Así le gritábamos apenas lo veíamos. El pelado era inspector de colectivos o solamente colectivero jubilado que se hacía pasar por inspector. Difícil saberlo. Lo cierto es que eso era lo que hacía la mayor parte del tiempo: subir y bajar de colectivos, retar a los colectiveros o hacer bromas hasta poner incómoda a la gente. 

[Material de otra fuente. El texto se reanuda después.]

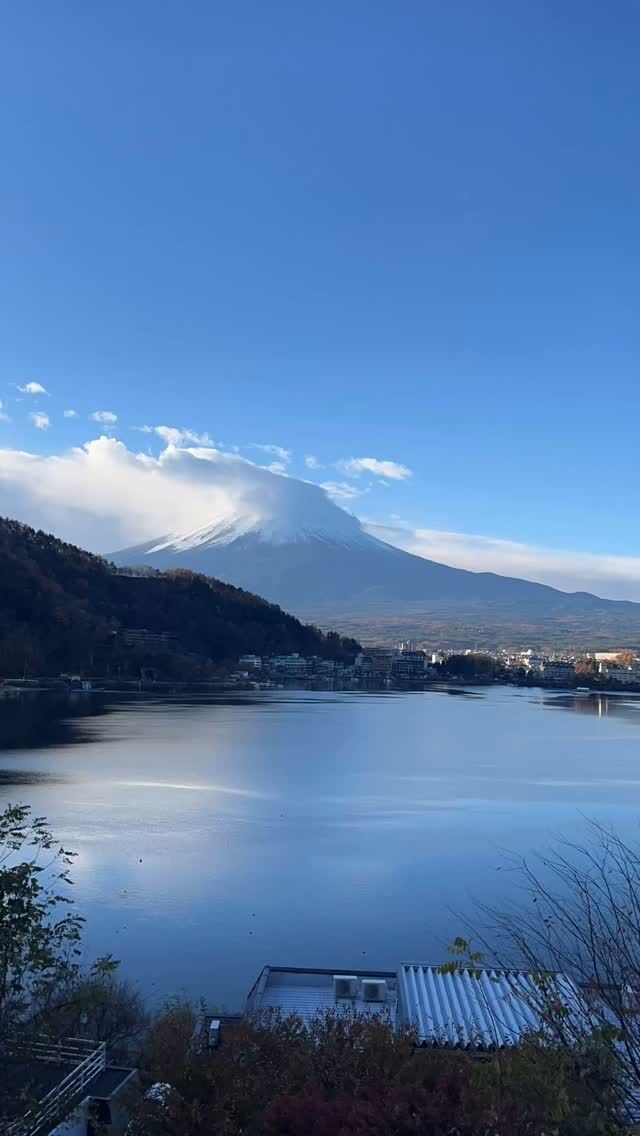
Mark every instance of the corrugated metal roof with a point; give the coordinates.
(307, 993)
(481, 1009)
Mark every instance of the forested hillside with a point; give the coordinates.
(63, 608)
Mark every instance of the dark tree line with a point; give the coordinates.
(61, 608)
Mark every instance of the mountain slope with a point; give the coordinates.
(305, 552)
(60, 608)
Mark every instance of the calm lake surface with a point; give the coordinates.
(294, 828)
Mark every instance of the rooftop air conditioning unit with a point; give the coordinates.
(374, 990)
(345, 986)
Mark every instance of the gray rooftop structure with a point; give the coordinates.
(479, 1008)
(308, 993)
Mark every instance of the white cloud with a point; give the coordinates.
(342, 491)
(104, 496)
(107, 417)
(616, 577)
(177, 435)
(40, 419)
(277, 451)
(33, 389)
(391, 469)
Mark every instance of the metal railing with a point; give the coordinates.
(86, 1059)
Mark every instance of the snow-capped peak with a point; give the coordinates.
(276, 510)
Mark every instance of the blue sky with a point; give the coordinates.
(407, 232)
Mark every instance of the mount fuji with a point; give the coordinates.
(287, 541)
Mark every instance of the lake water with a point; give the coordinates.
(296, 828)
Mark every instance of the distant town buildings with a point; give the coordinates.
(558, 674)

Lo llamábamos pelado, es casi lo último que recordé de él, fue ayer en el auto con mi mujer y su hijo, veníamos del cine, ellos recordaban la historia de la vaca que cayó de un avión y en mi cabeza empezó a sonar aquella guitarra en la que pronto la vaca cubana mira el cielo justo a tiempo.

Le decíamos pelado, aunque no lo recuerdo demasiado calvo, quizás con poco pelo peinado prolijo al agua o la gomina. Anteojos de ese tiempo y un cigarrillo. La voz ronca y cascada, pantalón gris y camisa celeste siempre impecable. Los chicos lo adorábamos, lo festejábamos, lo esperábamos, lo seguíamos.

Cuando no lograba pilotear su humor de guerra pasaba de largo y hacía de cuenta que no estábamos o quizás directamente no nos registraba. Pero generalmente se quedaba un rato con nosotros, a veces largos ratos. Sabía de qué equipo era hincha cada uno, aunque nadie supo nunca de qué equipo era él. Ni siquiera su mujer nos lo contó. Su mujer estaba siempre en la casa sentada en la entrada. Era bastante más joven, siempre amable, suave y sonriente. Creo que más de una vez se avergonzaba un poco del carácter de su marido, pero lo quería bien y cuando le preguntábamos por él nos contaba algunas cosas, pero casi nunca las que queríamos develar.

Nadie sabía nada del pelado (o eso creíamos) porque parecía que nunca jamás hablaba del todo en serio. Nadie sabía de qué equipo era porque asumía automático y ferviente fanatismo por el equipo contrario a su interlocutor, sea el que fuere y enseguida ofrecía diversas apuestas que rara vez perdía.

Visto desde ahora el pelado era un tipo muy raro y hasta podría considerarse algo sospechosa su costumbre de estar con nosotros en constante show, yo estoy plenamente seguro de que a su modo nos quería genuina y sanamente y eso era lo que sentíamos nítidamente. Parecía un chico en cuerpo de viejo, aunque no se hacía el chico ni el joven, era un viejo como los otros, pero nos hablaba como si fuéramos grandes y como si desconociera todo tipo de protocolos respecto del comportamiento de los adultos. Se reía de los otros viejos, le tomaba el pelo a quien pasara para vernos reír. No importaba que fuese doctor, director, cura o matón. Le gustaba sorprender, provocar, desafiar y no parecía preocuparle ni asustarlo nada.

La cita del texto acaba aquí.